Apesar dessas iniciativas, a eficiência de sistemas de proteção de fontes de água é controversa (AMARAL et al., 2003), necessitando de uma avaliação. O monitoramento da qualidade da água pode ser uma importante ferramenta de avaliação, indicando se proteções em fontes são eficazes se práticas agrícolas têm relação com a qualidade da água (PIZZELLA & SOUZA, 2007; BUENO et al., 2005). Nesse sentido, o presente trabalho teve como objetivos: a) determinar espacial e temporalmente parâmetros físicos, químicos e microbiológicos da qualidade de água subterrânea captada em fontes, e b) relacionar esses parâmetros quanto à posição das fontes na paisagem e à presença de proteção física. Visa-se com isso a contextualizar as práticas de proteção de fontes frente ao uso do solo em uma pequena bacia hidrográfica e à necessidade de planejamento de solos e ambiental em microbacias hidrográficas.

MATERIAL E MÉTODOS

O estudo foi realizado na pequena bacia hidrográfica de cabeceira do Arroio Lino, localizada no Distrito de Nova Boêmia, município de Agudo - RS. Com 480 ha de área, a PBH apresenta a litologia composta por rochas vulcânicas da Formação Serra Geral e por arenitos em interderrames da Formação Botucatu. Os solos são do tipo Argissolos, Planossolos, Cambissolos, Neossolos e Chernossolos. A vegetação natural é a floresta estacional decídua, porém grandes áreas estão florestadas por matas secundárias, indicando que outrora a área fora cultivada. Existem 46 unidades de produção familiar que cultivam fumo em sistema de integração com a indústria. As lavouras localizadas em áreas suscetíveis à erosão são preparadas com lavrações e gradagens, onde o uso de agrotóxicos e fertilizantes é uma constante.

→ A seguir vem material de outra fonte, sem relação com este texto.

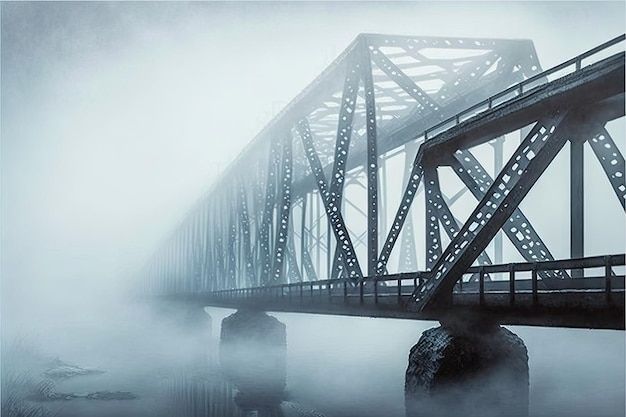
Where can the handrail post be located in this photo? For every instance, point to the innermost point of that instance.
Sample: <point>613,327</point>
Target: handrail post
<point>534,283</point>
<point>481,286</point>
<point>361,291</point>
<point>399,290</point>
<point>607,279</point>
<point>511,285</point>
<point>330,295</point>
<point>375,290</point>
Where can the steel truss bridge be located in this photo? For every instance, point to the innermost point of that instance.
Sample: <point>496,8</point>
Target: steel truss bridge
<point>388,186</point>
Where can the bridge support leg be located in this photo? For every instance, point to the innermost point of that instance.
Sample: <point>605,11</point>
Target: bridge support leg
<point>464,370</point>
<point>253,355</point>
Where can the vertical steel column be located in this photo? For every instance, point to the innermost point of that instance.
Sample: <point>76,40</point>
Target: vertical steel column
<point>372,161</point>
<point>498,163</point>
<point>303,239</point>
<point>433,235</point>
<point>284,211</point>
<point>577,202</point>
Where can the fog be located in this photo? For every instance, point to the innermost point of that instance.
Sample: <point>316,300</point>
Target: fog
<point>117,116</point>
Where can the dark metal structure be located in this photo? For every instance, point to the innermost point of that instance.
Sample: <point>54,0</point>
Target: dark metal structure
<point>309,200</point>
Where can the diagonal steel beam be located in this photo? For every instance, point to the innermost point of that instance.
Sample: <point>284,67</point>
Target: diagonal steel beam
<point>333,210</point>
<point>518,228</point>
<point>449,223</point>
<point>408,252</point>
<point>403,80</point>
<point>432,197</point>
<point>612,162</point>
<point>244,221</point>
<point>268,212</point>
<point>403,211</point>
<point>528,162</point>
<point>284,210</point>
<point>372,162</point>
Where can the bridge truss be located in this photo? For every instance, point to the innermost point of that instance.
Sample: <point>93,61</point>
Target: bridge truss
<point>310,198</point>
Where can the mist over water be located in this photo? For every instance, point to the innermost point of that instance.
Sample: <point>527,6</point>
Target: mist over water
<point>116,117</point>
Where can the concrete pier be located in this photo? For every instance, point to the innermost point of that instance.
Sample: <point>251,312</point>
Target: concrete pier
<point>253,355</point>
<point>467,370</point>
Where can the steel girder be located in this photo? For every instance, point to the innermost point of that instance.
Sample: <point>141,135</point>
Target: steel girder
<point>402,95</point>
<point>518,228</point>
<point>520,173</point>
<point>612,162</point>
<point>531,158</point>
<point>333,210</point>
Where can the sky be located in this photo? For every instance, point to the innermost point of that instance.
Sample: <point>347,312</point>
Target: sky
<point>117,116</point>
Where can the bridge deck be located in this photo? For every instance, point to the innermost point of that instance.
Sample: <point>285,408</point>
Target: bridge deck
<point>594,301</point>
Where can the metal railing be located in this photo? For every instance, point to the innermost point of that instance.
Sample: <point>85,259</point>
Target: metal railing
<point>392,289</point>
<point>519,89</point>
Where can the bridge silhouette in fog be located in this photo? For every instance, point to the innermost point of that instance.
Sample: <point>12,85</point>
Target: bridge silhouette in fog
<point>392,187</point>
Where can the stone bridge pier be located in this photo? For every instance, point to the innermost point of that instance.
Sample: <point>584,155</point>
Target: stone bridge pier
<point>467,367</point>
<point>253,355</point>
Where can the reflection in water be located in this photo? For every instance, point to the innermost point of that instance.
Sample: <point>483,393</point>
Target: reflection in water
<point>248,379</point>
<point>188,395</point>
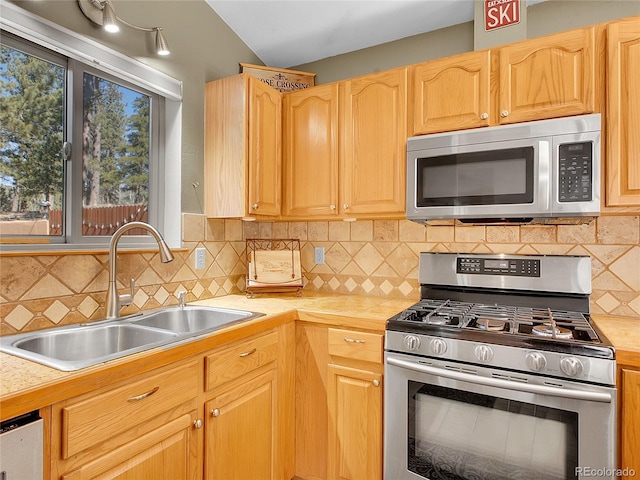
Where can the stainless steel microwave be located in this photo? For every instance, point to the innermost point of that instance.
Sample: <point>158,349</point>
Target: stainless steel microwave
<point>535,170</point>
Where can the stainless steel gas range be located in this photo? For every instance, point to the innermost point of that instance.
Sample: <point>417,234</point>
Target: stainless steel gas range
<point>498,373</point>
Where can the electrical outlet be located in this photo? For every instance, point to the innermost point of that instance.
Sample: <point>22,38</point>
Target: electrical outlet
<point>200,258</point>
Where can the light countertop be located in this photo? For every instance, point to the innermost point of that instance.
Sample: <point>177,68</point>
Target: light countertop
<point>20,377</point>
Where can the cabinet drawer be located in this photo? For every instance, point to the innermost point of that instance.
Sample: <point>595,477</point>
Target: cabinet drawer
<point>233,361</point>
<point>86,423</point>
<point>355,345</point>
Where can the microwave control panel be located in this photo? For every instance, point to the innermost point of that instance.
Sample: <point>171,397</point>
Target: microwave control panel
<point>575,176</point>
<point>512,267</point>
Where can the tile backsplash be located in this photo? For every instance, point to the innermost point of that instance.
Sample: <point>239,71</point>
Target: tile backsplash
<point>368,257</point>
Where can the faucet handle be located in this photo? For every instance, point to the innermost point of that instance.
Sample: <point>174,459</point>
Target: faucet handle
<point>126,298</point>
<point>181,297</point>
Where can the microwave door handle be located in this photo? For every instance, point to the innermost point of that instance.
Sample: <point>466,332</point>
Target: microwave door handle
<point>499,383</point>
<point>544,174</point>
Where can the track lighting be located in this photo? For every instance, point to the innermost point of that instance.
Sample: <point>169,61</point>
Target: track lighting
<point>101,12</point>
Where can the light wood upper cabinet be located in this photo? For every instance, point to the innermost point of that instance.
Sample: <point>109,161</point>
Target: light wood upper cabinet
<point>452,93</point>
<point>623,114</point>
<point>311,152</point>
<point>345,148</point>
<point>243,148</point>
<point>547,77</point>
<point>373,135</point>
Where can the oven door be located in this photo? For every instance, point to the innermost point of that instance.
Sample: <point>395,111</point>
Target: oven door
<point>445,420</point>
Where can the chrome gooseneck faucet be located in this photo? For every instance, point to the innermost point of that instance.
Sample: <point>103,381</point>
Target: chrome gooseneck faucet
<point>114,299</point>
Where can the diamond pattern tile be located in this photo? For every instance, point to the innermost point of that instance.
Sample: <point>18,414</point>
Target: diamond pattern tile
<point>56,312</point>
<point>19,317</point>
<point>373,257</point>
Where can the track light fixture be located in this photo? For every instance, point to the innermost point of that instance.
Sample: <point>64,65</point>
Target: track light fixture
<point>101,12</point>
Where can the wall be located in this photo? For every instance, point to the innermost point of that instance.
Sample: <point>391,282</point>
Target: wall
<point>543,18</point>
<point>369,257</point>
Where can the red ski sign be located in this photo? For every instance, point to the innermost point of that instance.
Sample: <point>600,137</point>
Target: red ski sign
<point>501,13</point>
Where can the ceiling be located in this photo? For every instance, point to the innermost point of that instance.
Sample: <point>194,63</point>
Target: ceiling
<point>286,33</point>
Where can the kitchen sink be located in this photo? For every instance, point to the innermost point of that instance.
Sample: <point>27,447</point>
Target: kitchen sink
<point>190,319</point>
<point>77,346</point>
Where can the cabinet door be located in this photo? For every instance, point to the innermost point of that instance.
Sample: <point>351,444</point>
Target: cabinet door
<point>623,114</point>
<point>553,76</point>
<point>452,93</point>
<point>265,149</point>
<point>311,152</point>
<point>630,420</point>
<point>355,427</point>
<point>167,452</point>
<point>241,431</point>
<point>373,135</point>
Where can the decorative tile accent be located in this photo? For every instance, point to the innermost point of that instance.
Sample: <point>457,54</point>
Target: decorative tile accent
<point>364,257</point>
<point>140,298</point>
<point>88,307</point>
<point>56,312</point>
<point>608,302</point>
<point>19,317</point>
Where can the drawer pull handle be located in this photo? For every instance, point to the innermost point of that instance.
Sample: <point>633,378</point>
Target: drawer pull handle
<point>143,395</point>
<point>246,354</point>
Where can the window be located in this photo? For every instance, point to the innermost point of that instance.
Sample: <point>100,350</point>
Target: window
<point>114,147</point>
<point>82,141</point>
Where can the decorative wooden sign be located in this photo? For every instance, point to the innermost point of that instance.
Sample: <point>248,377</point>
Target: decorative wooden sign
<point>501,13</point>
<point>279,78</point>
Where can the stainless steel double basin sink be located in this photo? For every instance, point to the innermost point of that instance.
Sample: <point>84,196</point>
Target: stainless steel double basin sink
<point>78,346</point>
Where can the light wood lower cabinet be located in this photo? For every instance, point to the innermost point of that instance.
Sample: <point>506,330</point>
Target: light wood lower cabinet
<point>240,431</point>
<point>338,403</point>
<point>629,411</point>
<point>224,414</point>
<point>142,427</point>
<point>249,411</point>
<point>355,427</point>
<point>163,453</point>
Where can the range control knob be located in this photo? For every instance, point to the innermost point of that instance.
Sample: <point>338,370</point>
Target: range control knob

Localizou-se na área um total de 36 fontes de água destinadas ao abastecimento humano por meio de fotos aéreas e de carta do exército. As fontes foram georreferenciadas com uso de receptor GPS de navegação e classificadas quanto a sua localização na paisagem e à presença de proteção física, instalações, benfeitorias e uso do solo em suas adjacências (Figura 1). Cada fonte consiste em um poço escavado para acesso da água subterrânea. Nelas, amostras de água foram coletadas com frequência mensal, entre os meses de janeiro e agosto de 2002, e encaminhadas ao Laboratório de Análises de Águas Rurais da Universidade Federal de Santa Maria.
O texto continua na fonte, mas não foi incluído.